The SEC ruled that the similarity of the two names those constitute confusing, rendered a decision, enjoining the petitioner in using its corporate name. Hence, the Petitioner went to the SC to raise the issue below.
whether the order of the Commission enjoining petitioner to its corporate name constitutes, in the light of the circumstances found by the Commission, a grave abuse of discretion.

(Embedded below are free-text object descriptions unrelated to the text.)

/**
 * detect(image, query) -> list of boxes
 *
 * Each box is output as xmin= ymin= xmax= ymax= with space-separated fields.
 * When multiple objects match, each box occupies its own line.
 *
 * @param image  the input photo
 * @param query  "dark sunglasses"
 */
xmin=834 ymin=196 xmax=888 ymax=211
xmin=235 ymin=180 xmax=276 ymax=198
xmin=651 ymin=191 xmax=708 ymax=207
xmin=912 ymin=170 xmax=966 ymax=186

No. it cannot be said that the impugned order is arbitrary and capricious. Clearly, it has rational basis. The corporate names in question are not Identical, but they are indisputably so similar that even under the test of “reasonable care and observation as the public generally are capable of using and may be expected to exercise” invoked by appellant, SC were apprehensive confusion will usually arise, considering that under the second amendment of its articles of incorporation on August 14, 1964, appellant included among its primary purposes the “manufacturing, dyeing, finishing and selling of fabrics of all kinds” in which respondent had been engaged for more than a decade ahead of petitioner. Factually, the Commission found existence of such confusion, and there is evidence to support its conclusion.

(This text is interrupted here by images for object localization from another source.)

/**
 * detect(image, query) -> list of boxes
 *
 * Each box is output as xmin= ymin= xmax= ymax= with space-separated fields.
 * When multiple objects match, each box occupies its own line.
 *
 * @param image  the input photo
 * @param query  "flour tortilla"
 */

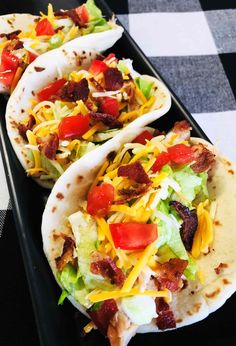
xmin=6 ymin=47 xmax=171 ymax=188
xmin=0 ymin=13 xmax=123 ymax=93
xmin=41 ymin=130 xmax=236 ymax=337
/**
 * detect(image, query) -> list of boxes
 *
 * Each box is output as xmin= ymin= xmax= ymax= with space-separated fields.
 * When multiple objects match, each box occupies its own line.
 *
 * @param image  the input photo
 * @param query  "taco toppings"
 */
xmin=0 ymin=0 xmax=114 ymax=92
xmin=16 ymin=53 xmax=164 ymax=185
xmin=49 ymin=121 xmax=216 ymax=344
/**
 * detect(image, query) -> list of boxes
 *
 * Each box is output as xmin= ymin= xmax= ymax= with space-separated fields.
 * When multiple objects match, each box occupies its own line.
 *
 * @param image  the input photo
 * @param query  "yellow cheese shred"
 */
xmin=88 ymin=288 xmax=170 ymax=303
xmin=26 ymin=130 xmax=41 ymax=169
xmin=90 ymin=160 xmax=109 ymax=191
xmin=82 ymin=122 xmax=104 ymax=140
xmin=83 ymin=321 xmax=95 ymax=334
xmin=109 ymin=205 xmax=137 ymax=217
xmin=139 ymin=95 xmax=156 ymax=115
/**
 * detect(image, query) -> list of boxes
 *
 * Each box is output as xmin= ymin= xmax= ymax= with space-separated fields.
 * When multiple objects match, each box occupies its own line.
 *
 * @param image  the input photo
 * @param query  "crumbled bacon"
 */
xmin=0 ymin=30 xmax=21 ymax=40
xmin=169 ymin=120 xmax=191 ymax=142
xmin=90 ymin=257 xmax=125 ymax=287
xmin=114 ymin=183 xmax=151 ymax=204
xmin=104 ymin=67 xmax=123 ymax=91
xmin=55 ymin=236 xmax=75 ymax=271
xmin=54 ymin=9 xmax=86 ymax=27
xmin=156 ymin=298 xmax=176 ymax=330
xmin=13 ymin=39 xmax=24 ymax=50
xmin=89 ymin=111 xmax=122 ymax=129
xmin=38 ymin=133 xmax=59 ymax=160
xmin=56 ymin=79 xmax=89 ymax=102
xmin=89 ymin=77 xmax=105 ymax=92
xmin=118 ymin=161 xmax=151 ymax=184
xmin=170 ymin=201 xmax=198 ymax=251
xmin=87 ymin=299 xmax=118 ymax=335
xmin=191 ymin=143 xmax=215 ymax=173
xmin=155 ymin=258 xmax=188 ymax=292
xmin=17 ymin=114 xmax=36 ymax=140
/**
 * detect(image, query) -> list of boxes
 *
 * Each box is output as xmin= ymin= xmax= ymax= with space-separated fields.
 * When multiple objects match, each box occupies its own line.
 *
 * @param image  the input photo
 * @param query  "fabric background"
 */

It is obvious that the matter at issue is within the competence of the Securities and Exchange Commission to resolve in the first instance in the exercise of the jurisdiction it used to possess under Commonwealth Act 287 as amended by Republic Act 1055 to administer the application and enforcement of all laws affecting domestic corporations and associations, reserving to the courts only conflicts of judicial nature, and, of course, the Supreme Court’s authority to review the Commissions actuations in appropriate instances involving possible denial of due process and grave abuse of discretion.
It does not matter that the instance of confusion between the two corporate names was occasioned only by a fire or an extraordinary occurrence. It is precisely the duty of this Commission to prevent such confusion at all times and under all circumstances not only for the purpose of protecting the corporations involved but more so for the protection of the public.